Friday (At the Cathedral)

January 15, 2010

Because my brain was kind of dull today as I boarded the subway,  I thought simply of writing about “Friday”.

Friday was the day we had Cathedral services when I was in high school.  We wore blue green tweed jackets with a little insignia patch at the breast pocket, which were matched, on cold days, by plaid kilts, or tweedy a-lines; on warmer days, coupled with  seersucker dresses of regulation pink, green, blue, yellow.

It was a private school, with a vague (given that it was Episcopal) ecclesiastical bend.  The most important sign of that was our location, of course, on the grounds of a Cathedral, or, as it was called, the Cathedral “close.”

It was a genuine, or at least authentically copied, gothic cathedral.  Our Friday service was held in the nave.  While most of the high vaulted space was a soaring rebound of grey (stone and huge pillars of air surrounded by stone), the nave was carved from dark shiny wood.  It had an almost cozy, feel, like a breakfast nook in a mansion.  The pews of the knave sat in two or three rows that extended along its sides; hard and high-backed like the banquettes in a diner, they were stiff but comfortable, loungeable despite a design intended to enforce posture, smooth enough to accomodate sliding shifts of position.

It was a school service.  In a girls’ school.  So I can’t say that we were completely quiet.    Talking was was accomplished,  homework sneaked (though white blue-lined paper showed up pretty sharply against that deep dark wood.)  Still, there is something about a cathedral—did I mention the stained glass?—that enforces a hush.  (Even a whisper seems to echo in those tall stone spaces.)

Kids do not have very much of this kind of quiet today.  (Adults either.)  I’m not referring to the religious instruction, but to enforced (more or less) stillness.  No talk, no texting, no digital images, no electronic stimulation, no digital stimulation, no screen.  The primary excitement was the occasional standing hymn, which, due to Episocopal school traditions, was actually quite dramatic if you thought about the words.  We didn’t.  The meaning of all that soldiering and crusading passed us by, though the melodies were rousing enough.

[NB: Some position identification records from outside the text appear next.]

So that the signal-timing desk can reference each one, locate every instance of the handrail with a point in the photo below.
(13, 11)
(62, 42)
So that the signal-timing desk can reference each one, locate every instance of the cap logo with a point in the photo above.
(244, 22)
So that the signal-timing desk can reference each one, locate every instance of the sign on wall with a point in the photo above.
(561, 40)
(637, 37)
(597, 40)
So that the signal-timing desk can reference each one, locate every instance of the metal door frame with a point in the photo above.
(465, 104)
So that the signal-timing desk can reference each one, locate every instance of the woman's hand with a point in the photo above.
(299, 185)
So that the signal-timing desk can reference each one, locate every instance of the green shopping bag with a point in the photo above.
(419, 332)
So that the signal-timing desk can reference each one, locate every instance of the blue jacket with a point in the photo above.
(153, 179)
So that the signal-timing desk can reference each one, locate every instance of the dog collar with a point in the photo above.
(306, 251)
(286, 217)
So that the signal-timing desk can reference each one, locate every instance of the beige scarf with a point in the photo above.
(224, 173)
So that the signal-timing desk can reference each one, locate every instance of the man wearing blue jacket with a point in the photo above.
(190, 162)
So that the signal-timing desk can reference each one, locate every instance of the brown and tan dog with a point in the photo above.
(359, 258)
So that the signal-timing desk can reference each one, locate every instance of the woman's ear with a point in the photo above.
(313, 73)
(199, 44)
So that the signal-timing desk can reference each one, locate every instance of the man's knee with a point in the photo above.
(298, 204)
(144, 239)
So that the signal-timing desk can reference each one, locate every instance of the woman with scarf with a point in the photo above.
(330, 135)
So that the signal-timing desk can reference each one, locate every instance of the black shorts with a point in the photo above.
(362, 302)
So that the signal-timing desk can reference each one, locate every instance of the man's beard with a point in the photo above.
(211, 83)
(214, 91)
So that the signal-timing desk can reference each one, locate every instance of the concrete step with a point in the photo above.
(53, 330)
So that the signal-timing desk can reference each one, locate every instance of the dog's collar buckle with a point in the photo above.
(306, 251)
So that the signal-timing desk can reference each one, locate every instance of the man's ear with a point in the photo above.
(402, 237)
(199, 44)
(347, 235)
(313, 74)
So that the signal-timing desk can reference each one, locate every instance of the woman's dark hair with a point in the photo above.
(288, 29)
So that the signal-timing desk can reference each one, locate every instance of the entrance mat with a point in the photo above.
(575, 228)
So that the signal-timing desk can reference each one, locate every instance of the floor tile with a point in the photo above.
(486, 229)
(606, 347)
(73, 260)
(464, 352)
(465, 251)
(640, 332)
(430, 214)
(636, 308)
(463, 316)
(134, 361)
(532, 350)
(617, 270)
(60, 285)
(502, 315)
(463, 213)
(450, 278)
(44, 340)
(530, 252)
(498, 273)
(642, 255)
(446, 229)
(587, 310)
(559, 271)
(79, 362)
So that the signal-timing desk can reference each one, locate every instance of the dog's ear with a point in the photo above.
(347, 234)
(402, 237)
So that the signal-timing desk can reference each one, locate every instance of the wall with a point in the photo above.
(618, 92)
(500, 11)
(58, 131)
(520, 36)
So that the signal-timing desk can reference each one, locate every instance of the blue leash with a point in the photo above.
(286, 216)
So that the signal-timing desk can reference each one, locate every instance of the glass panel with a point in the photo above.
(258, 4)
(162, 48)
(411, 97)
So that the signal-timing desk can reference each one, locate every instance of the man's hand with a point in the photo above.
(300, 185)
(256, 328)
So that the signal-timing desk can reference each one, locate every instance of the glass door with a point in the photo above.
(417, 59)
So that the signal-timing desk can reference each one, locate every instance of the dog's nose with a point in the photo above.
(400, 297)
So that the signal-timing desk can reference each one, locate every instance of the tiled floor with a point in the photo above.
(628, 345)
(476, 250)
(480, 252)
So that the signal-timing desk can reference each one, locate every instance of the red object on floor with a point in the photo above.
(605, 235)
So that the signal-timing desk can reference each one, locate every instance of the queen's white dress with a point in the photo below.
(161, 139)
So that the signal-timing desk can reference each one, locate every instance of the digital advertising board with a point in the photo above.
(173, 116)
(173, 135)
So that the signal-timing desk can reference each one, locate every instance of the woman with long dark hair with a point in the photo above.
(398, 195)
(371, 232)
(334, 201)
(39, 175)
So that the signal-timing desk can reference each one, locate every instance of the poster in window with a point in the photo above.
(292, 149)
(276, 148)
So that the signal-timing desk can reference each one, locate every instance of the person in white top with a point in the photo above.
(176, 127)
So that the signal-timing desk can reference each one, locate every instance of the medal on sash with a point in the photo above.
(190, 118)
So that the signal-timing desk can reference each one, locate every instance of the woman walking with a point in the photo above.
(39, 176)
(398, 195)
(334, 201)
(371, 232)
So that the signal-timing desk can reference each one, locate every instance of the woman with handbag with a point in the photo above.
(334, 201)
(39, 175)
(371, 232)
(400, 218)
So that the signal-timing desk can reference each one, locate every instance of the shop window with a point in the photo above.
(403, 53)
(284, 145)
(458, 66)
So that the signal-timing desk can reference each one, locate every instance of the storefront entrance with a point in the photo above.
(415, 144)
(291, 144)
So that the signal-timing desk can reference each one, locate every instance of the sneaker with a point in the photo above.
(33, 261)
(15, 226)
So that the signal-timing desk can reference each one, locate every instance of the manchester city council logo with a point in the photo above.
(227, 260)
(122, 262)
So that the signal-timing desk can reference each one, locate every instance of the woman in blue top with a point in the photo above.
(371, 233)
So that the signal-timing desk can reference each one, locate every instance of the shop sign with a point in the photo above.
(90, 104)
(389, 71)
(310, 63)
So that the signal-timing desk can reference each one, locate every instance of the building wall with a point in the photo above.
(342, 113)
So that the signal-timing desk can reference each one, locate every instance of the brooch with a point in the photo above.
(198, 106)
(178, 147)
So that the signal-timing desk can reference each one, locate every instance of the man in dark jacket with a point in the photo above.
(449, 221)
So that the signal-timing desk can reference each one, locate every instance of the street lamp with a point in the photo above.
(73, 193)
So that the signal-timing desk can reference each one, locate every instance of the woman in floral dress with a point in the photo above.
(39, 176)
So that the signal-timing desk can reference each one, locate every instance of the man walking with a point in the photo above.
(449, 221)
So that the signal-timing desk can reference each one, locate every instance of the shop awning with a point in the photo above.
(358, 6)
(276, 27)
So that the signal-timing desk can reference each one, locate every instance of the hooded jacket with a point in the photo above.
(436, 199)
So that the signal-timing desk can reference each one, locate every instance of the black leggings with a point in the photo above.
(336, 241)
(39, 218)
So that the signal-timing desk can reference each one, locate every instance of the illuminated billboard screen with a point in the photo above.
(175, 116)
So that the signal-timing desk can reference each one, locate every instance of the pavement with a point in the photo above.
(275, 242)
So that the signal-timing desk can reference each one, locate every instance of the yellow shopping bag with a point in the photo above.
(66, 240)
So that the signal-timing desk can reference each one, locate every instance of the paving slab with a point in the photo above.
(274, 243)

Friday:  the morning began with an hour of drone and contemplation, music and bottom-shuffling, in a place where we could not help but feel small, caught between the heavy gravity of all that stone and wood, and the uplift of  glass-painted light.  Our heads, if not exactly bowed, were also not bombarded.

Afterward, we made our way across a large green lawn, the manic among us half-skipping beside our friends, the youngest holding hands.